Il rapporto non ha nominato nessuna delle aziende citate in giudizio, né ha detto se qualcuna di loro abbia affrontato misure punitive per le proprie azioni. Secondo la legge cinese, le aziende che violano le normative sulla parità di genere possono essere multate fino a 50.000 yuan (6.330 euro circa).
Il rapporto ha tuttavia rilevato che a quattro delle 16 aziende indagate era stato ordinato ufficialmente di rettificare le violazioni, mentre alle tre istituzioni mediche collegate al caso era stato «raccomandato» di rifiutarsi di includere test di gravidanza negli esami sanitari pre-assunzione quando richiesto dai potenziali datori di lavoro.
La donna che non era stata assunta dopo essere risultata positiva alla gravidanza ha poi ottenuto il lavoro e le è stato offerto un compenso.
La legge cinese proibisce ai datori di lavoro di includere test di gravidanza nei controlli fisici pre-assunzione, insieme ad altre forme di discriminazione di genere, come chiedere alle candidate donne informazioni sul loro stato civile o sui piani di avere figli.
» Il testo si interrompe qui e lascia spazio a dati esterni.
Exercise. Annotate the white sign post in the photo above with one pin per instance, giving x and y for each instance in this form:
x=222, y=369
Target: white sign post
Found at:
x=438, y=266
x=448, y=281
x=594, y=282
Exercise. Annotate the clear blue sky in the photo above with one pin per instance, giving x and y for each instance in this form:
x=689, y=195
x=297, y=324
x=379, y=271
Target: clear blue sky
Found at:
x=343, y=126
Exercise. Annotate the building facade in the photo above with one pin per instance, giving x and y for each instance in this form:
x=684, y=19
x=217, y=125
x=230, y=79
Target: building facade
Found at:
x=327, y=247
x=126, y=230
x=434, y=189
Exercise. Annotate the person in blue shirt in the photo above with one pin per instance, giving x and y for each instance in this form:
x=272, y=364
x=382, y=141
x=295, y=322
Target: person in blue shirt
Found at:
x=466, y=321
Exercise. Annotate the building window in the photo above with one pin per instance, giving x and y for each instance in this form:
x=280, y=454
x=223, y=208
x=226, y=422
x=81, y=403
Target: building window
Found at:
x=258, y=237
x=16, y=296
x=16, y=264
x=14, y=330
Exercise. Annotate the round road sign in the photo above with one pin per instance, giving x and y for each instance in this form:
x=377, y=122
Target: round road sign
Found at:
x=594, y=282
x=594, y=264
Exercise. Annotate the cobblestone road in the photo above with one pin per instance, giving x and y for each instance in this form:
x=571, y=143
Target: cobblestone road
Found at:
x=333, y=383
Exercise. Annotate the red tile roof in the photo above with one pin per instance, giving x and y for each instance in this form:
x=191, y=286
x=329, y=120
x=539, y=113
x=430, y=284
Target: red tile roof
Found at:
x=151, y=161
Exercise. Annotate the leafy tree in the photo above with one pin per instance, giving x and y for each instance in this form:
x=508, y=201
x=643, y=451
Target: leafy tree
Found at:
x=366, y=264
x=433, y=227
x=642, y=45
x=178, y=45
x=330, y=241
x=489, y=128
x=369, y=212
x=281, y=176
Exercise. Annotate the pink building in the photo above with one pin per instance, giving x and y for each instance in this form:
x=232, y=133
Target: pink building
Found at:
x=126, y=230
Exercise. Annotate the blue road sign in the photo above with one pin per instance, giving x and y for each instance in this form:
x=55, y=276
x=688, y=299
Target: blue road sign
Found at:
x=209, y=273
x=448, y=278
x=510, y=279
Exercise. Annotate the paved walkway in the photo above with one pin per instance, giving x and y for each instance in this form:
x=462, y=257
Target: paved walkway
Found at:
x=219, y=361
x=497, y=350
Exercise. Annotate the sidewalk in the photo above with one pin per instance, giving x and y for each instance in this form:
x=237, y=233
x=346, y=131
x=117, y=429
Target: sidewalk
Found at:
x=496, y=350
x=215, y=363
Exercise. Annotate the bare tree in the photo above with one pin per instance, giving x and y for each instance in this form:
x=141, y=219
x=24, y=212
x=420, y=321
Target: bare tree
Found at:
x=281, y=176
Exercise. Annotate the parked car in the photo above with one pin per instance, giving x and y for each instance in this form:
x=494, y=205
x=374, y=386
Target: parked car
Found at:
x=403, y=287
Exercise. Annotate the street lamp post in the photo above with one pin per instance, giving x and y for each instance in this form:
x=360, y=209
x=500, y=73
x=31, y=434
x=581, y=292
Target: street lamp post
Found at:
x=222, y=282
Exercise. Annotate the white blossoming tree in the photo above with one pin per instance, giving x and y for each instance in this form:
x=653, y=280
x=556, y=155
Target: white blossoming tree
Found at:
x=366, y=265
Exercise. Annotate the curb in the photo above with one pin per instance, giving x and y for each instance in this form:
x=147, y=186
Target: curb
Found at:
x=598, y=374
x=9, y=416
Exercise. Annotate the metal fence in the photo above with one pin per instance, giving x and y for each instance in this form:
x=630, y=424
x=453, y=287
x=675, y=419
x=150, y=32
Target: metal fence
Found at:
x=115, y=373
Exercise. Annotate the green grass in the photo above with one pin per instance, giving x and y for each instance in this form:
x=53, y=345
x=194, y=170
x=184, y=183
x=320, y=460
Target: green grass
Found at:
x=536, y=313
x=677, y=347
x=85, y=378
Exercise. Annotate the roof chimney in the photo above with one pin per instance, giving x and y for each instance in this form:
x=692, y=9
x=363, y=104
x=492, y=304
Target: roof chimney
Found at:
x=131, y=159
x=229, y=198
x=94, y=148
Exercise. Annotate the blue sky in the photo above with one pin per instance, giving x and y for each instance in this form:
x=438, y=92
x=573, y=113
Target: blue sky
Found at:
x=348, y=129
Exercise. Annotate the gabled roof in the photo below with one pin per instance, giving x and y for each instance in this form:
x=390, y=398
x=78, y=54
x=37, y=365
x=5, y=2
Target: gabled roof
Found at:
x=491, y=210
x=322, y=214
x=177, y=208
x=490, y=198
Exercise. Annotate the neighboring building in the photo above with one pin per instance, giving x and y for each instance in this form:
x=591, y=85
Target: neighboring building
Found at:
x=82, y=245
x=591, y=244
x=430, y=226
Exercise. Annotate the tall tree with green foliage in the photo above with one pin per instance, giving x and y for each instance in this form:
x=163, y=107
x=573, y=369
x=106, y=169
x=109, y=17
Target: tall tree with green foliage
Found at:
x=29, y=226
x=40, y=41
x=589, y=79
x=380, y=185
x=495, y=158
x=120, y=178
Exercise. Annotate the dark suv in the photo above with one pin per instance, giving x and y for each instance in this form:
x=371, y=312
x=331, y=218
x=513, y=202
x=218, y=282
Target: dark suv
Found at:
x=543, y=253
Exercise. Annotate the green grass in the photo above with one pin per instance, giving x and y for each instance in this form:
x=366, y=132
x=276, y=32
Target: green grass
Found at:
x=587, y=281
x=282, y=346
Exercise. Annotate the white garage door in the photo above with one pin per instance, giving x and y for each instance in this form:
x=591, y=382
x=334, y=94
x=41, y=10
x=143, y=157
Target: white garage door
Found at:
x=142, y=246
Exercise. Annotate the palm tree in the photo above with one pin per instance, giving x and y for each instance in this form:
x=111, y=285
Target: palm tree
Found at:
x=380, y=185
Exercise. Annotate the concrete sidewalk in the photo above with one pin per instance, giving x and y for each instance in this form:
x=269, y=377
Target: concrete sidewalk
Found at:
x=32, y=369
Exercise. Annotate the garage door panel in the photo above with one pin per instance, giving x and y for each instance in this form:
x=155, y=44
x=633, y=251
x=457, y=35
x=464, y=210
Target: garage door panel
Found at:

Tuttavia, secondo una ricerca condotta lo scorso anno dall’Inspection Squad for Workplace Gender Discrimination watchdog, i candidati uomini hanno ancora un vantaggio sulle donne in alcuni ambiti, compresi i lavori governativi.
La ricerca ha scoperto che su quasi 40.000 lavori nel servizio civile nazionale, 10.981 erano contrassegnati come riservati agli uomini rispetto ai 7.550 riservati alle donne.